We have 2 identical PDF documents that when compared using the code below return 6 differences which are in fact either an insertion or deletion of null text.
Dim _Document1 As New Aspose.Words.Document(iDocument1)
Dim _Document2 As New Aspose.Words.Document(iDocument2)
_Document1.Compare(_Document2, "Caseflow", DateTime.Now)
oDifferences = _Document1.Revisions.Count
The 2 documents are identical with Adobe (full version) reporting no differences and also online comparison tools (draftable.com & diffchecker.com all reporting no differences.

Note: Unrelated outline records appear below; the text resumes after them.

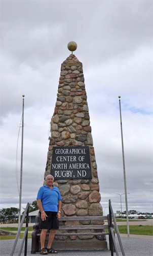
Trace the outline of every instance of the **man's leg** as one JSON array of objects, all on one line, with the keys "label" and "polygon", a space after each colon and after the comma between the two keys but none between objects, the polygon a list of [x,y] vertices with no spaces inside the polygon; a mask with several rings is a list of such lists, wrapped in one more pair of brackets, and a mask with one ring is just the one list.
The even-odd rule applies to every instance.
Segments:
[{"label": "man's leg", "polygon": [[[50,235],[49,236],[49,240],[48,240],[48,243],[47,245],[47,248],[50,249],[51,247],[52,242],[53,241],[55,233],[56,233],[56,230],[50,230]],[[55,251],[56,252],[56,251]]]},{"label": "man's leg", "polygon": [[[41,249],[45,247],[45,242],[46,239],[46,233],[48,231],[48,230],[46,230],[44,229],[42,229],[41,234]],[[56,232],[56,231],[55,231]]]}]

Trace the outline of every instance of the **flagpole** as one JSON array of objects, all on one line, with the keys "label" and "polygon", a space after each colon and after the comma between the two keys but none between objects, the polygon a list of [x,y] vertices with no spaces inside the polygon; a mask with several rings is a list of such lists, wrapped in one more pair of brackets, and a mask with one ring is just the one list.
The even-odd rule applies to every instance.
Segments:
[{"label": "flagpole", "polygon": [[125,166],[124,151],[124,145],[123,145],[122,122],[122,116],[121,116],[121,100],[120,100],[121,96],[119,96],[119,98],[120,112],[121,130],[121,138],[122,138],[122,146],[123,164],[123,173],[124,173],[124,180],[125,202],[126,202],[126,207],[127,231],[128,231],[128,237],[130,237],[129,217],[128,217],[128,200],[127,200],[127,184],[126,184],[126,174],[125,174]]},{"label": "flagpole", "polygon": [[21,141],[21,170],[20,170],[20,195],[19,195],[19,211],[18,219],[18,229],[21,222],[21,195],[22,195],[22,166],[23,166],[23,127],[24,127],[24,95],[23,97],[22,106],[22,141]]}]

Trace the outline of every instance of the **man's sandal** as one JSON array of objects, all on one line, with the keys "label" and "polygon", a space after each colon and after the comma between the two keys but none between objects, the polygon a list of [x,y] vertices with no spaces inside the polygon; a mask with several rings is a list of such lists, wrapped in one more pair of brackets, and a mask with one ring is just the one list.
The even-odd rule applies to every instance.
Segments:
[{"label": "man's sandal", "polygon": [[40,249],[40,254],[48,254],[47,250],[45,248],[43,248],[43,249]]},{"label": "man's sandal", "polygon": [[53,248],[46,248],[48,253],[58,253],[56,250],[54,250]]}]

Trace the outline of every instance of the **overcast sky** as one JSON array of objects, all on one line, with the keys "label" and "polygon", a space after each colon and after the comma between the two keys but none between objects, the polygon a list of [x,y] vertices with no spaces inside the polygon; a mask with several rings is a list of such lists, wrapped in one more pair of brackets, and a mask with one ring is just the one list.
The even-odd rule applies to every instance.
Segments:
[{"label": "overcast sky", "polygon": [[[25,94],[22,207],[43,185],[61,64],[83,62],[104,213],[125,193],[152,212],[152,1],[2,1],[0,209],[19,207],[16,163]],[[21,129],[17,156],[19,186]],[[125,195],[122,196],[125,210]]]}]

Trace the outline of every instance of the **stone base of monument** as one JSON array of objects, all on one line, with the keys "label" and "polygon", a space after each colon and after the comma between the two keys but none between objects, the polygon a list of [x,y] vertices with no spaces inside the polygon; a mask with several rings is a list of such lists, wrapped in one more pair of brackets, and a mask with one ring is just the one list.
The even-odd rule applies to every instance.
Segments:
[{"label": "stone base of monument", "polygon": [[[48,237],[47,237],[45,242],[45,247],[47,246]],[[39,245],[40,246],[40,244]],[[52,247],[57,250],[107,250],[107,243],[105,240],[100,241],[95,237],[92,239],[81,240],[78,238],[74,240],[67,239],[64,241],[54,240],[52,243]]]}]

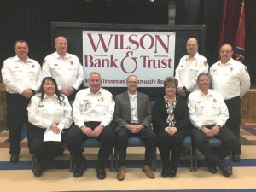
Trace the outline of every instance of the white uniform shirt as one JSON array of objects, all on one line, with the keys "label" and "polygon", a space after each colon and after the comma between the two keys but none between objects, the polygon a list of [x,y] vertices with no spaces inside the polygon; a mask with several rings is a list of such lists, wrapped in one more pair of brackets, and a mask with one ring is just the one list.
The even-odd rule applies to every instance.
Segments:
[{"label": "white uniform shirt", "polygon": [[189,92],[198,89],[196,81],[201,73],[208,73],[208,63],[206,57],[196,53],[194,58],[189,59],[189,55],[179,61],[175,70],[175,78],[178,80],[178,87],[185,86]]},{"label": "white uniform shirt", "polygon": [[79,58],[73,54],[66,54],[62,59],[57,52],[45,57],[43,66],[43,76],[53,77],[58,89],[79,88],[84,80],[84,69]]},{"label": "white uniform shirt", "polygon": [[138,118],[137,118],[137,94],[134,95],[129,95],[130,98],[130,106],[131,106],[131,123],[137,124],[138,123]]},{"label": "white uniform shirt", "polygon": [[112,94],[101,88],[96,94],[90,88],[79,90],[73,102],[73,119],[78,127],[84,122],[96,121],[107,126],[112,122],[114,112],[114,100]]},{"label": "white uniform shirt", "polygon": [[201,128],[204,125],[218,125],[223,126],[228,118],[228,108],[222,95],[209,90],[205,96],[196,90],[189,96],[189,119],[194,126]]},{"label": "white uniform shirt", "polygon": [[250,76],[247,67],[233,60],[222,64],[219,61],[210,67],[212,87],[222,94],[224,100],[241,97],[250,89]]},{"label": "white uniform shirt", "polygon": [[57,96],[48,97],[44,95],[43,101],[39,97],[41,93],[33,96],[27,107],[28,121],[32,125],[43,129],[49,129],[52,123],[57,125],[58,128],[69,128],[72,119],[72,108],[68,99],[64,96],[64,104],[60,104]]},{"label": "white uniform shirt", "polygon": [[30,58],[23,62],[18,56],[10,57],[3,61],[2,77],[9,93],[21,94],[27,88],[38,91],[42,81],[41,67]]}]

Why is Aspose showing differences?
Thanks
Summary
Document 1.pdf (252.8 KB)
Document 2.pdf (252.8 KB)
@caseflow,
Aspose code finds differences in images containing signatures located on the third page. Despite the fact that in both pdf documents these images are identical pair-wise, their definitions order is different. The source documents can be simplified to demonstrate the essence of the issue. Please consider the attached documents Doc1.docx and Doc2.docx, both documents are visually indistinguishable and contain two absolutely identical shapes. The only difference is that the circle-shape is written first, and the square-shape is written second in Doc1.docx, and the square-shape is written first, and the circle is written second in Doc2.docx. If we now perform the comparison using VBA in MS Word editor for the first document Doc1.docx
Sub CompareDocument()
ActiveDocument.Compare Name:="Doc2.docx", _
CompareTarget:=wdCompareTargetNew
End Sub
we can see that MS Word shows the differences by suggesting to remove the circle-shape, add the square-shape, etc. Aspose mimics MS Word behavior in this case. You will reveal the same differences after running your source code with these simplified documents.
Doc1.docx (14.5 KB)
Doc2.docx (14.5 KB)
Thanks Vadim for the prompt response.
Our issue is that we are using the Words.Net compare feature to compare 2 signed PDF documents from DocuSign. The PDF’s are returned to us by the DocuSign API and we need to determine if we have a new version of a signed document or just another copy of the same document (if it’s the same we can ignore).
Based on this requirement, is there a way to ignore the changes that you observed in our 2 PDF documents within the current Aspose function set?
@caseflow
Unfortunately, Document.Compare() process is not very suitable for comparing shapes written in different document positions.
Otherwise, it would be necessary to carry out a rather deep analysis of the revisions obtained as a result of the comparison, namely, analyze _Document1.Revisions[index].ParentNode values. In this case, there can only be Shape objects. It is necessary to analyze the identity of these shapes content. The identity can be established by calculating Shape.ImageData.ImageBytes checksum.
In your case, identical shapes are in revisions 0 and 4, 1 and 2. But there can be more than two swapped shapes, and in this case the analysis will be even more difficult.
Comparing documents before their processing by DocuSign is also worth consideration.